Une annulation serait selon eux inutile, mais aussi potentiellement dangereuse, car elle pourrait déséquilibrer le système financier, dégrader la sacro-sainte confiance des investisseurs et faire remonter les taux d’intérêt. Ce qui finirait par créer le problème qu’on prétendait régler.
Ce débat est aussi tactique. Beaucoup d’économistes de gauche préfèrent militer en priorité pour une réforme des règles de rigueur européennes, pour un plan de relance bien plus ambitieux, ou en faveur d’un virage écologique de la BCE.

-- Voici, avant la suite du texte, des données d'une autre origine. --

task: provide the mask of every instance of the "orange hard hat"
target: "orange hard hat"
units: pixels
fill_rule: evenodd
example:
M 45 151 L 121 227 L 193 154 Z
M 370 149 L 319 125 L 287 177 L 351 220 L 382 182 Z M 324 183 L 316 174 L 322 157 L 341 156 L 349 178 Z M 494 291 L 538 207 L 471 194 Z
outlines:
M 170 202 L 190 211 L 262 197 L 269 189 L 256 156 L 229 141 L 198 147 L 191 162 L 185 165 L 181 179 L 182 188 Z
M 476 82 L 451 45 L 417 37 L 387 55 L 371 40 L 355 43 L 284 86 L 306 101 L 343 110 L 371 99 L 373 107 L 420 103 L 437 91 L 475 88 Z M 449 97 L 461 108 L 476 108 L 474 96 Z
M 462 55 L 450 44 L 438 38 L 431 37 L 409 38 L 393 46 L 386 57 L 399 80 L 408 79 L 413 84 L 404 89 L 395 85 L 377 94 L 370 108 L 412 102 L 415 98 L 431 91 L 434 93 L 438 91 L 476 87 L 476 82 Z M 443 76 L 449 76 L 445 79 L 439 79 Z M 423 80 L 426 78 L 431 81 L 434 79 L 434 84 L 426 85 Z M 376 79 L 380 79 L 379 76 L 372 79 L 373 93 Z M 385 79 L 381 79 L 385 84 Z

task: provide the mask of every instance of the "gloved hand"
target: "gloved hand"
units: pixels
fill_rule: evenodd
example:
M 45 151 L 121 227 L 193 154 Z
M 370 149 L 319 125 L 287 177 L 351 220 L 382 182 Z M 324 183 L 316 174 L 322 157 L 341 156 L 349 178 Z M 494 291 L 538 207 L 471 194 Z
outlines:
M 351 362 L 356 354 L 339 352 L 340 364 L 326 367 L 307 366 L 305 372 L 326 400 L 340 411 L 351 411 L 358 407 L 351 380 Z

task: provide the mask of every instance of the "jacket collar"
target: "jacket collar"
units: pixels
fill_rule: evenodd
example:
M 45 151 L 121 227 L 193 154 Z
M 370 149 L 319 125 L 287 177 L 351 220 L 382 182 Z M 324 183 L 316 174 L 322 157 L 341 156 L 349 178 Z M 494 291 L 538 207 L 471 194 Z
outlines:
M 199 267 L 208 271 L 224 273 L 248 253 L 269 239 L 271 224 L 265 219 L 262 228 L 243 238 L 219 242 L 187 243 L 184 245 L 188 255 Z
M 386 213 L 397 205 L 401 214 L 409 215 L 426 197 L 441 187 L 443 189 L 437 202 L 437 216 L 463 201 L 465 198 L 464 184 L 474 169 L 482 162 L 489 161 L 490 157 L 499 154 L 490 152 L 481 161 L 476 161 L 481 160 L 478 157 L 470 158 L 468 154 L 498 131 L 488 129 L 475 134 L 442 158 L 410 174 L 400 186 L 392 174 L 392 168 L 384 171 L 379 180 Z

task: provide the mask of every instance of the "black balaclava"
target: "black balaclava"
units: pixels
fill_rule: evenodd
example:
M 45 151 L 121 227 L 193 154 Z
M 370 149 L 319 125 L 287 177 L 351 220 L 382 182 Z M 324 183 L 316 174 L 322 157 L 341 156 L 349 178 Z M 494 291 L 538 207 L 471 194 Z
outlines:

Que fait le gouvernement ?
L’heure est à la mise en scène d’un grand audit. Le haut-commissaire au Plan, François Bayrou, a été le premier à rendre sa copie, le 25 février. Il prône un cantonnement de la dette Covid pour « différer l’amortissement » de dix ans. Une manière de gagner du temps sans toucher au statu quo. Ses conclusions ne devraient pas être démenties par la commission sur l’avenir des finances publiques, dont on attend les conclusions prochainement. Un audit de la Cour des comptes devrait suivre également, même si son président, Pierre Moscovici, s’est déjà dit formellement opposé à l’idée d’une annulation.
Que fait l’Europe ?
Malgré elle, l’Europe bouge. Avec la crise du Covid, la Commission européenne n’a eu d’autre choix que de suspendre son « pacte budgétaire » (1). Sa réactivation sera discutée à partir de la mi-2021, mais la situation est tellement dégradée qu’il est désormais admis que les règles européennes devront être réformées. La présidente de la BCE, Christine Lagarde, a écarté début février toute annulation. Une telle option nécessiterait un vote à l’unanimité des États de la zone euro, qui reste à ce stade peu probable. Mais le dogme économique européen pourrait s’infléchir. Il a déjà évolué avec, chose encore inimaginable il y a à peine un an, des investissements communs dans le cadre d’un plan de relance.
Qu’en disent les partis politiques ?
Marine Le Pen s’est récemment prononcée contre toute annulation, estimant que le remboursement était une question « morale essentielle ». Même credo chez LR, où un débat existe néanmoins sur l’opportunité d’échelonner le remboursement. Plus à gauche, les positions sont moins tranchées. Le socialiste Boris Vallaud et l’écologiste Yannick Jadot n’estiment pas nécessaire, à court terme, d’annuler la dette, tandis qu’Arnaud Montebourg défend une annulation « concertée ». L’eurodéputée de Place publique Aurore Lalucq, le probable candidat à la primaire EELV, Éric Piolle, ainsi que le PCF sont sur la même ligne. La France insoumise a déposé à l’Assemblée en mai une proposition de résolution pour l’annulation de la dette et Jean-Luc Mélenchon se prononce en faveur d’une annulation assortie d’un accroissement du plan de relance.
(1) Maintien du déficit sous les 3 % du PIB et de la dette à moins de 60 % de ce dernier.